So the big relay can be spammed to death by a billion sybil accounts and will hold all sorts of illegal, evil content in it just fine?

especially the CSAM images and videos

National law would be a different story, responded above on that.

Each ATprotocol relay would be subject to the laws of whatever country of the entity that deployed it. So if AWS deployed an ATprotocol relay then CSAM would be filtered out by the AWS team at the relay level.

Key here is that if Bluesky the LLC spins out the directory then Bluesky the LLC would have no control over what others who have deployed the relay choose to do. So, like nostr users, ATprotocol users having issues with one relay could switch to another relay with their identity and all their data intact (assuming they take control of their PDS hosting). Each of those other relay operators would have to respect the law, but beyond that it would be up to each operator what to filter and what not.

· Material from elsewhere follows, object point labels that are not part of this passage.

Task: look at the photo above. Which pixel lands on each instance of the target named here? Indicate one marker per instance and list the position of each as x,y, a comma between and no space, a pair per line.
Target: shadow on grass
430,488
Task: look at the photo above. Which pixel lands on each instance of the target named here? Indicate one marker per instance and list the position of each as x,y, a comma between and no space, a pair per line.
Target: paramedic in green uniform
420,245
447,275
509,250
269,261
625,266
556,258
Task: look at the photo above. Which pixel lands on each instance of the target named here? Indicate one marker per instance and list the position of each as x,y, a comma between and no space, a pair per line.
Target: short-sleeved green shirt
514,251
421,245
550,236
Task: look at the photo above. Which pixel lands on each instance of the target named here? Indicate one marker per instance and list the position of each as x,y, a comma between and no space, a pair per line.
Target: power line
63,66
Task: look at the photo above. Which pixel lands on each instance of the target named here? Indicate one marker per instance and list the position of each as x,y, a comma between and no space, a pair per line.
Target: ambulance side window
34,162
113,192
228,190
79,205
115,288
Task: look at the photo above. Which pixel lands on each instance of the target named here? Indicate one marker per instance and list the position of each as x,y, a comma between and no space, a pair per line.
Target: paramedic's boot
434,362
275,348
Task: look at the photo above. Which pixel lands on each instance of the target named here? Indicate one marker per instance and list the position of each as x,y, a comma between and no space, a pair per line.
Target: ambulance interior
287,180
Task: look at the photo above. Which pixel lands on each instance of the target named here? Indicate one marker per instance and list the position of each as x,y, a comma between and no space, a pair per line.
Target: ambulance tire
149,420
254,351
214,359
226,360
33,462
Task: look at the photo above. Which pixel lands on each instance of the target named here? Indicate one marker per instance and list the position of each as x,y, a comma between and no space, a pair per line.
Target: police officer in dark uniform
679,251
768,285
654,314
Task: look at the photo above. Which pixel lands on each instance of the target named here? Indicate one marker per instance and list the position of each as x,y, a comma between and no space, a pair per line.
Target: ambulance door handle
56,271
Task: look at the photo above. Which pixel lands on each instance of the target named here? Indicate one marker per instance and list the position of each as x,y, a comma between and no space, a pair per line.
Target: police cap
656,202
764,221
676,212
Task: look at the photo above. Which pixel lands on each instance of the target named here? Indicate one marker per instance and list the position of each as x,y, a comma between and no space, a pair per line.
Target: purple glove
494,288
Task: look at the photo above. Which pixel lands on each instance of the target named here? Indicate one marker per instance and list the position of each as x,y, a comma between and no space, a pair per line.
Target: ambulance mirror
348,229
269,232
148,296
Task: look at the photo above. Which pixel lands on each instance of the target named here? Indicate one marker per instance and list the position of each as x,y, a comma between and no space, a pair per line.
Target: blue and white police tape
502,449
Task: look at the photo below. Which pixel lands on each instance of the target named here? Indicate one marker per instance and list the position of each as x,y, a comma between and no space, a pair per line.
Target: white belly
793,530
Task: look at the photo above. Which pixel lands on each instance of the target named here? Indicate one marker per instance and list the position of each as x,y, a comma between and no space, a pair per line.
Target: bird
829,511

However unlike nostr deploying an ATprotocol relay is a massive lift, since each relay is like the whole entire thing, many terabytes, and all those networking costs. You could imagine countries like Thailand or Argentina with one relay each, and some countries with multiple relays. In the US maybe one at Bluesky LLC, one at each of the clould providers, maybe one at a non-profit, one run via a foundation owned by a wealthy individual driven by personal convictions, and so on. So nothing like the massive number of nostr relays, but the general idea isn't all that different. (Again the *idea* -- if they don't spin out the directory, don't convince others to deploy the relay, don't have much luck growing the client ecosystem, all that, then that idea pretty much collapses.)

Anyway coming back to question, the ban stories making the rounds are bans by Bluesky the AppView, not the relay. Yes, the relay itself (currently the only one deployed) can be set up to filter/ban, and maybe it is already for CSAM, etc. But that's not relevant to the ban stories making the rounds, that's all AppView stuff.